Ultra-High-Energy Cosmic Rays and Neutrinos from Relativistic Jets of Active Galactic Nuclei

TL;DR

This paper develops a comprehensive simulation-based model of ultra-high-energy cosmic rays and neutrinos originating from relativistic jets of active galactic nuclei, aligning well with current observational data.

Contribution

It introduces a realistic 3D MHD simulation framework that includes sub-grid turbulence modeling and analyzes the acceleration, composition, and neutrino production in AGN jets.

Findings

Results match observed UHECR spectra and composition.

Model explains UHECR anisotropy and energy distribution.
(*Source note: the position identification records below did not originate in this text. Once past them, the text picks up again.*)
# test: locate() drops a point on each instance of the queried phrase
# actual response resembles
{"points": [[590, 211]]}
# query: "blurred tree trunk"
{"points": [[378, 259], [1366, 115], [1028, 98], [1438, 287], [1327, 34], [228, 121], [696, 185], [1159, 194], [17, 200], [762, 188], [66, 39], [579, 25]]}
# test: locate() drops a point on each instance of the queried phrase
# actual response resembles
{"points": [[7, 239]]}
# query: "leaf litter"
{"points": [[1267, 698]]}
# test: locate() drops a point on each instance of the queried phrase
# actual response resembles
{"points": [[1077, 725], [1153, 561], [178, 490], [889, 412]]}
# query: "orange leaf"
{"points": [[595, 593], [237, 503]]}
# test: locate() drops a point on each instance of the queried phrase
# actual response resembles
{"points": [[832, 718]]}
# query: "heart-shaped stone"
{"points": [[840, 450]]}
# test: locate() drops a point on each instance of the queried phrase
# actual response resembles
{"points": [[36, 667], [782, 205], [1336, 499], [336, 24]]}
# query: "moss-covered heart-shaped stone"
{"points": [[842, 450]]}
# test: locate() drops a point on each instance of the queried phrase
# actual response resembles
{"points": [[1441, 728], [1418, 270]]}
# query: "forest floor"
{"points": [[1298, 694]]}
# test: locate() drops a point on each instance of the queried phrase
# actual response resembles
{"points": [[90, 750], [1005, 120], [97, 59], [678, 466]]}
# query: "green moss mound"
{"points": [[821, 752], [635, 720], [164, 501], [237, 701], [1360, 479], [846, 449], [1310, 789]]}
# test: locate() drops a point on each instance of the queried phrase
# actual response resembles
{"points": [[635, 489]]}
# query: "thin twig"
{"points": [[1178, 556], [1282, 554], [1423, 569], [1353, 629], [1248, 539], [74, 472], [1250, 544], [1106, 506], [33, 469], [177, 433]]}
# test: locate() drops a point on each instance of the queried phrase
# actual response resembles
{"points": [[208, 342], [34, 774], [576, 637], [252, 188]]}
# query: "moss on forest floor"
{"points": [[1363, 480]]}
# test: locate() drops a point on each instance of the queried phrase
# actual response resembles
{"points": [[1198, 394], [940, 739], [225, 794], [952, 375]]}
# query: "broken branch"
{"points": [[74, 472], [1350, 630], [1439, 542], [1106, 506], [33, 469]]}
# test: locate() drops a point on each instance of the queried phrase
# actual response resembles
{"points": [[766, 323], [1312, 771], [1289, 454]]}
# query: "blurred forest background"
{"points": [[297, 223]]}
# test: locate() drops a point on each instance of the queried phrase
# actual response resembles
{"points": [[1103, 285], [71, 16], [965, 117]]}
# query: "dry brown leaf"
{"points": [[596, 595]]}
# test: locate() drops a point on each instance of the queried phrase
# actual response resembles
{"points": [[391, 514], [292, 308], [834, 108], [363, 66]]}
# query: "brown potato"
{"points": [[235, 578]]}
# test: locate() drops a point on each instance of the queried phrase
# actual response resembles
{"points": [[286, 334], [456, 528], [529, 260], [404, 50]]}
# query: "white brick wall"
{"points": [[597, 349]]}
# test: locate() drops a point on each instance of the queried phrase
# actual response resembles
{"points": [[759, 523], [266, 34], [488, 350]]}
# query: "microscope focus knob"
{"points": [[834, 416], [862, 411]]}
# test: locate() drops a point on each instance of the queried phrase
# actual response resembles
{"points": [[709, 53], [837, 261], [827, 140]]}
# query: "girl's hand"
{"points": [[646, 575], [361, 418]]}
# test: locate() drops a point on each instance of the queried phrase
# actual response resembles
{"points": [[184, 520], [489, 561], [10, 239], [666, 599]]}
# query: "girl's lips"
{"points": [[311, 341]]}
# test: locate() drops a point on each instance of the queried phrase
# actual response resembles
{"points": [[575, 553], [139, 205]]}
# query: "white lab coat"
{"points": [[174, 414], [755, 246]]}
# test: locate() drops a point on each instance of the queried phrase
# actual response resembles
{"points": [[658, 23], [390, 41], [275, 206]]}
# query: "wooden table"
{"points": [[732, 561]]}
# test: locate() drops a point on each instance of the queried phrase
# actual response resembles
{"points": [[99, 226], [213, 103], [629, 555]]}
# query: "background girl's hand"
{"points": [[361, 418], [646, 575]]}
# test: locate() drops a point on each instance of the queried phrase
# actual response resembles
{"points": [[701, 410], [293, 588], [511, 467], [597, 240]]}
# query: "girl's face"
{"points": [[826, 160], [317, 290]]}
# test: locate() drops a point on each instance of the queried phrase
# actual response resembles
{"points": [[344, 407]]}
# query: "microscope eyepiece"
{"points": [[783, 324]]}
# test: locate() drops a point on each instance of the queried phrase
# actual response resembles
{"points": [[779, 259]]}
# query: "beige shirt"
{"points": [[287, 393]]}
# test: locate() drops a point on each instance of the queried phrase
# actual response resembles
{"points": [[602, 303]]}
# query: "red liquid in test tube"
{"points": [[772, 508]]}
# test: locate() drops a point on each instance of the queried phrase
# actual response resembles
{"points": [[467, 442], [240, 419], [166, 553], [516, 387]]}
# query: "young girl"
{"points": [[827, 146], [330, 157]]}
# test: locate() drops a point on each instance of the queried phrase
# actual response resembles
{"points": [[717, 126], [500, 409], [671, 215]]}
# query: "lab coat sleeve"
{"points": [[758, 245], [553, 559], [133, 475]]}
Predicted neutrino fluxes are consistent with IceCube observations.

Abstract

In Mbarek & Caprioli (2019), we laid the groundwork for studying the espresso paradigm Caprioli (2015), a reacceleration mechanism to boost galactic CRs to UHECR levels. Our bottom-up approach uses realistic 3D MHD simulations of relativistic AGN jets and accounts for all of the crucial ingredients of a universal acceleration theory: injection, acceleration, and escape in realistic environments. Our results are consistent with the main features of UHECR spectra, i.e., power-law slopes, chemical composition, and anisotropy. In Mbarek & Caprioli (2021), we refine our model by including sub-grid particle scattering to model small-scale magnetic turbulence that cannot be resolved by MHD simulations, constraining for the first time one crucial but hard-to-model ingredient, and allowing us to establish the relative importance of espresso and stochastic shear acceleration in relativistic jets. Our framework also enables us to analyze high-energy neutrinos produced from our accelerated UHECRs considering the effects of external photon fields, and to incorporate nucleus photodisintegration. The spectra we obtain are consistent with the picture drawn by observations with Auger, Telescope Array, and IceCube observatory.